I want to ask a question about different sectors. I've had many meetings with the organic sector. I would have thought the organic sector would have been open to low-level presence because the stakes are high for them too. It's not GM, as I say, it could be any non-organic contamination of their organic shipment. It could come not from their fields, of course, but as you mentioned, the supply chain, meaning a truck, a railcar, a shipping hold that was not properly cleaned. But what I have found in general is that the organic sector is not open to low-level presence. They're not in favour of it.

I'm wondering if you two are able to comment on that. I know that's not necessarily your sector, but I don't know if you've encountered that in your discussions. Do you try to provide them with other information? What's your experience on that?

I'm asking both of you.

11:30 a.m.

Vice-President, Corporate Affairs, Canola Council of Canada

Jim Everson

Mr.
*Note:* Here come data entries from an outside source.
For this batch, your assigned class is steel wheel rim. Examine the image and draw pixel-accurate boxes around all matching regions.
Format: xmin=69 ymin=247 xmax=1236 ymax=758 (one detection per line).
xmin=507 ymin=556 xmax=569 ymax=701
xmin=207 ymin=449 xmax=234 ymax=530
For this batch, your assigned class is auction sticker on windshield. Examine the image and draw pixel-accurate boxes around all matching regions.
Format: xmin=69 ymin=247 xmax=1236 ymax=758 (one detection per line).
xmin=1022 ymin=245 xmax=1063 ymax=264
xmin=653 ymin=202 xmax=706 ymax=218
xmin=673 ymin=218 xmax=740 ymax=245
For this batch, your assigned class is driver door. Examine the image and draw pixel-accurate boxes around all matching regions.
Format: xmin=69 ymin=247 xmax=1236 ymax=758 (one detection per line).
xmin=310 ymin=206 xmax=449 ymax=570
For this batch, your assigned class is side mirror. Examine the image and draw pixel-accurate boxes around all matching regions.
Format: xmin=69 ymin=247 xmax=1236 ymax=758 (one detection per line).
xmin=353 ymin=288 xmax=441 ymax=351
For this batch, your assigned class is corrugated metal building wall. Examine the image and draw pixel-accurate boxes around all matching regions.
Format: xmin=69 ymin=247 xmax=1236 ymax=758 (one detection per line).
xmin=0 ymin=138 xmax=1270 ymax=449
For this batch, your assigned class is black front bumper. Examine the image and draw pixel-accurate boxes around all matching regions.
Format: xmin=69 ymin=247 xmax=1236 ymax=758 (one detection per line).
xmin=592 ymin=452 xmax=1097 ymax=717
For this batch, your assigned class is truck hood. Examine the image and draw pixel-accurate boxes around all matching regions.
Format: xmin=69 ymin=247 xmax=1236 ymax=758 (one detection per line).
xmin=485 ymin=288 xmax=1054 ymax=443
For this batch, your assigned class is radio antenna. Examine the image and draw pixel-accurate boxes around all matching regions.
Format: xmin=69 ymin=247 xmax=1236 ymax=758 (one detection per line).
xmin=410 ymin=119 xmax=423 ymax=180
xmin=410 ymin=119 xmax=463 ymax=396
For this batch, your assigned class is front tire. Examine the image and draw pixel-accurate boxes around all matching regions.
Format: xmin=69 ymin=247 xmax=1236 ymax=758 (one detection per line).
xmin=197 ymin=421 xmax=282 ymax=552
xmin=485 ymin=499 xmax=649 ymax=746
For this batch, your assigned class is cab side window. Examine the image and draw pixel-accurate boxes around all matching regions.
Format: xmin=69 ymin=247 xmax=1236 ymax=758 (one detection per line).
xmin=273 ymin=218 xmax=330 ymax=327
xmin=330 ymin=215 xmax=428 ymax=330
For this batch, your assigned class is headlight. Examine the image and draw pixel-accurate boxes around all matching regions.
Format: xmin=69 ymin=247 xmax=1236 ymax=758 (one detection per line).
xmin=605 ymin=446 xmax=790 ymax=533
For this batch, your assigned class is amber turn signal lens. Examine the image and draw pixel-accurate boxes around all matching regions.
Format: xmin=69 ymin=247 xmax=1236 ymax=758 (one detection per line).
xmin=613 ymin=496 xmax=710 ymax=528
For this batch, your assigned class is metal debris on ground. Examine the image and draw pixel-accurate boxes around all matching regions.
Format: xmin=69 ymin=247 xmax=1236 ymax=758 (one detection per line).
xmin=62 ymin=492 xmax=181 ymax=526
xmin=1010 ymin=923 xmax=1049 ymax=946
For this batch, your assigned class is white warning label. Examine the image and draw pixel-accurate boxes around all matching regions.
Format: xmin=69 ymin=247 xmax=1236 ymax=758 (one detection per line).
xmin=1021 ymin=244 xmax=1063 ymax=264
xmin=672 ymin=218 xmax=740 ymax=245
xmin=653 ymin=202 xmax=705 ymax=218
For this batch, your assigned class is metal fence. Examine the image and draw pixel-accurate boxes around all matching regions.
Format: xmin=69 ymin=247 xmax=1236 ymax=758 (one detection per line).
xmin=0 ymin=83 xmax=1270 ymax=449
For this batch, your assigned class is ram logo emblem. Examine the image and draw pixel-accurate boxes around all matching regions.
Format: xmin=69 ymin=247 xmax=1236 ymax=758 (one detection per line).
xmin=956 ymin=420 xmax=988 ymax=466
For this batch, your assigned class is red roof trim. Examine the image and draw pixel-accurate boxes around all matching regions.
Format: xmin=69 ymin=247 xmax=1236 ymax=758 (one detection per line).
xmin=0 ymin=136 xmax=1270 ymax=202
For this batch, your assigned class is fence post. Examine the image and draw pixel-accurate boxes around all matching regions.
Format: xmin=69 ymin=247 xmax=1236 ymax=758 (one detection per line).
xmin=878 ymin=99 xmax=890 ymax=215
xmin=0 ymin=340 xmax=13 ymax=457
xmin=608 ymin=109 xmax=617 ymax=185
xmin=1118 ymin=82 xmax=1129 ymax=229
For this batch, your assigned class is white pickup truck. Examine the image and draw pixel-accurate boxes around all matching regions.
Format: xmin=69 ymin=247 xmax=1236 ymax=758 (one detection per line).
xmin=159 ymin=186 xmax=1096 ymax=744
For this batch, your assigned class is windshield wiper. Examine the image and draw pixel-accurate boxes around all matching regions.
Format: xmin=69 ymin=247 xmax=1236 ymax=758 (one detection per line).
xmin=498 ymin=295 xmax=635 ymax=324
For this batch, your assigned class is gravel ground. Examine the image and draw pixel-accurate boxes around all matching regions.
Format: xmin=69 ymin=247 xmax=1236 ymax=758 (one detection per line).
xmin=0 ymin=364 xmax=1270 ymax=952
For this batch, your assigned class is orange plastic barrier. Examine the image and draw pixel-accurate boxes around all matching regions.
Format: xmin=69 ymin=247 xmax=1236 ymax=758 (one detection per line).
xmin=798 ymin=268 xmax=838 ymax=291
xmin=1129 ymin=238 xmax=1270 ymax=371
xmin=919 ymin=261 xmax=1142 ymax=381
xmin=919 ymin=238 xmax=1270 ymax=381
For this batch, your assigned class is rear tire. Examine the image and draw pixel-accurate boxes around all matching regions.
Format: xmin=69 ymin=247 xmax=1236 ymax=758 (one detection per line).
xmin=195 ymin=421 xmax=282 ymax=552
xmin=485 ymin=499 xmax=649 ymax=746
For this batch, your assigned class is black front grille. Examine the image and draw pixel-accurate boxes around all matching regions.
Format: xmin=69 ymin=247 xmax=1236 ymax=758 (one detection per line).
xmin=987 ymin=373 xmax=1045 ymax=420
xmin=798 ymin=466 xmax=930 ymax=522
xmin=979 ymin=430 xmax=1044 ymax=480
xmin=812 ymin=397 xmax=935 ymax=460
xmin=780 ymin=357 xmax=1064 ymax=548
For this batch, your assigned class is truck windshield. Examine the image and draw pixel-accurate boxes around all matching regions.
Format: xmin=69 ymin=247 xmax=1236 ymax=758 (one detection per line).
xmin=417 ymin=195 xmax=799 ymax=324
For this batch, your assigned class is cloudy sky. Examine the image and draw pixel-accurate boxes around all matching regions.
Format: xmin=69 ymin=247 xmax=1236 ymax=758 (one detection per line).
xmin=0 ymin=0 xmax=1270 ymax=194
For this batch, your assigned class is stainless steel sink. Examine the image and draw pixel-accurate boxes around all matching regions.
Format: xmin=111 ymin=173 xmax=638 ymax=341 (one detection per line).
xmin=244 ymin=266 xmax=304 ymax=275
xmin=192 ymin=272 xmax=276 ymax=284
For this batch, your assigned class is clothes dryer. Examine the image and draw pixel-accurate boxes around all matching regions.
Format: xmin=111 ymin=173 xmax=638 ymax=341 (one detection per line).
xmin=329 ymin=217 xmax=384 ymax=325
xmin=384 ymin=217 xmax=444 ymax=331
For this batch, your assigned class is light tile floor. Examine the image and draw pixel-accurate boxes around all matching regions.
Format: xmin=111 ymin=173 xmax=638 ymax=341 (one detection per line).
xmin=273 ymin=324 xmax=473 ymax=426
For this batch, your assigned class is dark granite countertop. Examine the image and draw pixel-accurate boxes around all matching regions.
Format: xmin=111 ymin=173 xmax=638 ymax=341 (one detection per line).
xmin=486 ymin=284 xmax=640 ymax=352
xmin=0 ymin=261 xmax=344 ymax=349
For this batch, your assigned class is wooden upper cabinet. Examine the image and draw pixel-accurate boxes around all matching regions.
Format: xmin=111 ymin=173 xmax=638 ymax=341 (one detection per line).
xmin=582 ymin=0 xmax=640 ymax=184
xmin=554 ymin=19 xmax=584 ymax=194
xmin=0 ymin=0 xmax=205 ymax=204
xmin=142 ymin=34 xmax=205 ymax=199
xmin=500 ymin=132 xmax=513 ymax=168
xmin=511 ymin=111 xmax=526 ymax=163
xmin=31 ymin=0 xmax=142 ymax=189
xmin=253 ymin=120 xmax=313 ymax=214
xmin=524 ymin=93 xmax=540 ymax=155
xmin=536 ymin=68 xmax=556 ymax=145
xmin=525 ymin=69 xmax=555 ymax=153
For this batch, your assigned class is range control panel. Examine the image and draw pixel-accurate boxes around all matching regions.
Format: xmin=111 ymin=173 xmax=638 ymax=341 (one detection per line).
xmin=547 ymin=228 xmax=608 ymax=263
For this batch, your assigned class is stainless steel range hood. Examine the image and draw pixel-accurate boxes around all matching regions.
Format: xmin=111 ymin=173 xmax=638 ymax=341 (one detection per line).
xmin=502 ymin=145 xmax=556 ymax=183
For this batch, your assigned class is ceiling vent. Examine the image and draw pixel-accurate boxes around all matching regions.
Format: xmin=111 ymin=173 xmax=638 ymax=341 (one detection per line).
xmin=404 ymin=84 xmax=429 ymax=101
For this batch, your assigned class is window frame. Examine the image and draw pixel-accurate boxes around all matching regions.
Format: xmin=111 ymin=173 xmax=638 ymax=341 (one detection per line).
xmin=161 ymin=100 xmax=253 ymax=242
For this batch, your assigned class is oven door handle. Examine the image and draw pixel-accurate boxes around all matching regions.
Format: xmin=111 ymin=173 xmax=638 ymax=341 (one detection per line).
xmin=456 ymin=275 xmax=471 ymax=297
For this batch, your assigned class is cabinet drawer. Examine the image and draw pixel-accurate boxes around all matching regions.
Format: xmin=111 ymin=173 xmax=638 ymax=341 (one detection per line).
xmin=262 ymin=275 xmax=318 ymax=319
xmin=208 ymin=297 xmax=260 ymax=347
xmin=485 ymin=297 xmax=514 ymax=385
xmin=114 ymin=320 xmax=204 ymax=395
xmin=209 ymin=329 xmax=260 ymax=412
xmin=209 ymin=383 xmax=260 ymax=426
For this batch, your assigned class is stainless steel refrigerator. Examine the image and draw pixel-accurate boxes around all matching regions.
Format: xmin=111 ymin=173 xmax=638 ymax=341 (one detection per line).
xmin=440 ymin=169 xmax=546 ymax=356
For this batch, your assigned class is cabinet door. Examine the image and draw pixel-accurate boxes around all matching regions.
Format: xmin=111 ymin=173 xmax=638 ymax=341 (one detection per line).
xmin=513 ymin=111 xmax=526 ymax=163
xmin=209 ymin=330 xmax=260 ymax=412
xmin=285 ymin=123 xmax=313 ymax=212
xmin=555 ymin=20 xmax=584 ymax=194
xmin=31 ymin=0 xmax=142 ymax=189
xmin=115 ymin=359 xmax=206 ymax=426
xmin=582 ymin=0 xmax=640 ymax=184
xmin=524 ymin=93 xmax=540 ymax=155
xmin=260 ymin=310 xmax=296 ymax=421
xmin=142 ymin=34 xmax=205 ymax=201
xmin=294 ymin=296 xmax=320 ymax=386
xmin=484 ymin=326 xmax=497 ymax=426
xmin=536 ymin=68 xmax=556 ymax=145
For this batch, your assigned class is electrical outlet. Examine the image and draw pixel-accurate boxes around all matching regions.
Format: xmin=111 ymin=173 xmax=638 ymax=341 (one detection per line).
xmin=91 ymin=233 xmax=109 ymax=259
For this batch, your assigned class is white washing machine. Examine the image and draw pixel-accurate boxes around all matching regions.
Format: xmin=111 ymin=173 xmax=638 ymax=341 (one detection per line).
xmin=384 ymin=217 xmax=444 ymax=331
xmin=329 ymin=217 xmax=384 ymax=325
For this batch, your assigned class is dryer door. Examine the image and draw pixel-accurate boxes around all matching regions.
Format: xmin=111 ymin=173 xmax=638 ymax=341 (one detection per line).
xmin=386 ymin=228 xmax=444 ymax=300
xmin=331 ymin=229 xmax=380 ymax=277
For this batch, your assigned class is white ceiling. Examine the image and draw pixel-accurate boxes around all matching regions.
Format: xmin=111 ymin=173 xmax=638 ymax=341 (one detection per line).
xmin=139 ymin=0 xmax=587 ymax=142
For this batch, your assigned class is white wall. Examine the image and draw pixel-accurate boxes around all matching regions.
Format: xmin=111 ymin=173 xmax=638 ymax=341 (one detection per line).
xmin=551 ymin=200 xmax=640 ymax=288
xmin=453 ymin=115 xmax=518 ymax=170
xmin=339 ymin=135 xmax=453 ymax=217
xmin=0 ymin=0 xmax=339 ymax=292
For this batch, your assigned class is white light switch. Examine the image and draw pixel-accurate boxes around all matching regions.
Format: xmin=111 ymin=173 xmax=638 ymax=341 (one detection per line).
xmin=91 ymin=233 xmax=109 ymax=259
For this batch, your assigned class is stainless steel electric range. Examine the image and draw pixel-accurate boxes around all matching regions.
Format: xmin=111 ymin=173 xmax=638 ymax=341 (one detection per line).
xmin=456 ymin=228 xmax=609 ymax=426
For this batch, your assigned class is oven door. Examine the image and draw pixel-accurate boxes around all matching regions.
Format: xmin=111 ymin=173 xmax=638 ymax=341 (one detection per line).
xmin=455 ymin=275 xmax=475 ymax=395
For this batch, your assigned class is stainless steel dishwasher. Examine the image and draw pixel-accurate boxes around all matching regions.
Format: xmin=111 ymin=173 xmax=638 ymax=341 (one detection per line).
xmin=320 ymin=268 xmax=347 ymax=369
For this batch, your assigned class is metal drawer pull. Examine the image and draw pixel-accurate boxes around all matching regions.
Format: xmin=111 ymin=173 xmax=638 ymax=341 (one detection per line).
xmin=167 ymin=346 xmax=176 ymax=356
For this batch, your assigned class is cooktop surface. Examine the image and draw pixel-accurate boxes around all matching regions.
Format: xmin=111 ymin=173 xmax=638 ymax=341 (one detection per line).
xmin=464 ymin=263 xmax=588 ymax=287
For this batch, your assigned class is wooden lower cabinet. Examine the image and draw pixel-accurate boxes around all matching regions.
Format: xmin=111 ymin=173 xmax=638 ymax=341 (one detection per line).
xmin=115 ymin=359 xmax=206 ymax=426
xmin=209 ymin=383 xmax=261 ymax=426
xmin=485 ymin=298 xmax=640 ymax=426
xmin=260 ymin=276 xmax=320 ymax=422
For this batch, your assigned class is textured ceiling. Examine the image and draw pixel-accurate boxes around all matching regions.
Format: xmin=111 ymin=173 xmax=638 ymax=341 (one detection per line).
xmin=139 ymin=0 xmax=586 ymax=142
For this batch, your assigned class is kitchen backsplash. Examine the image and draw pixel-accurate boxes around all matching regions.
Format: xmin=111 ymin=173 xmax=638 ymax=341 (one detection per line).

Lemieux, first of all, in terms of your opening comments, it is true that with these tolerance levels—no matter what issue you're talking about, whether it's genetic modification or it's some kind of foreign material and other seeds and that sort of thing in the grain-handling system—zero is extremely difficult or impossible to achieve, which is why we're into this area.

The other point that I think is important is I congratulate the Government of Canada for the way they have addressed this issue by pointing the LLP initiative to defining “low-level presence” in terms of products that have been safety assessed using an international protocol by a competent authority in another country. We're not talking about products we don't know anything about, that have never been safety assessed. We're targeting only those products that have been approved by a competent authority somewhere else before they're supplied. So health and safety are very important points.

I certainly want to hear what the organic sector has to say on the issue. I don't think the LLP initiative should be as big a concern from an organic point of view. In the case of the Canadian initiative, for example, an LLP policy for Canada, we are not talking about seed imports, products that are coming into Canada that would go for cultivation, we're talking about products coming in that go for processing. They would go to food-for-feed processing or industrial purposes. They're into a commercial chain that takes them into processing, as opposed to something that's going to be open to the environment and become an issue in the Canadian environment. The risk of any concern, in terms of LLP, should be low.

11:30 a.m.

Conservative

Pierre Lemieux Conservative Glengarry—Prescott—Russell, ON

Stuart, do you have any comments about that?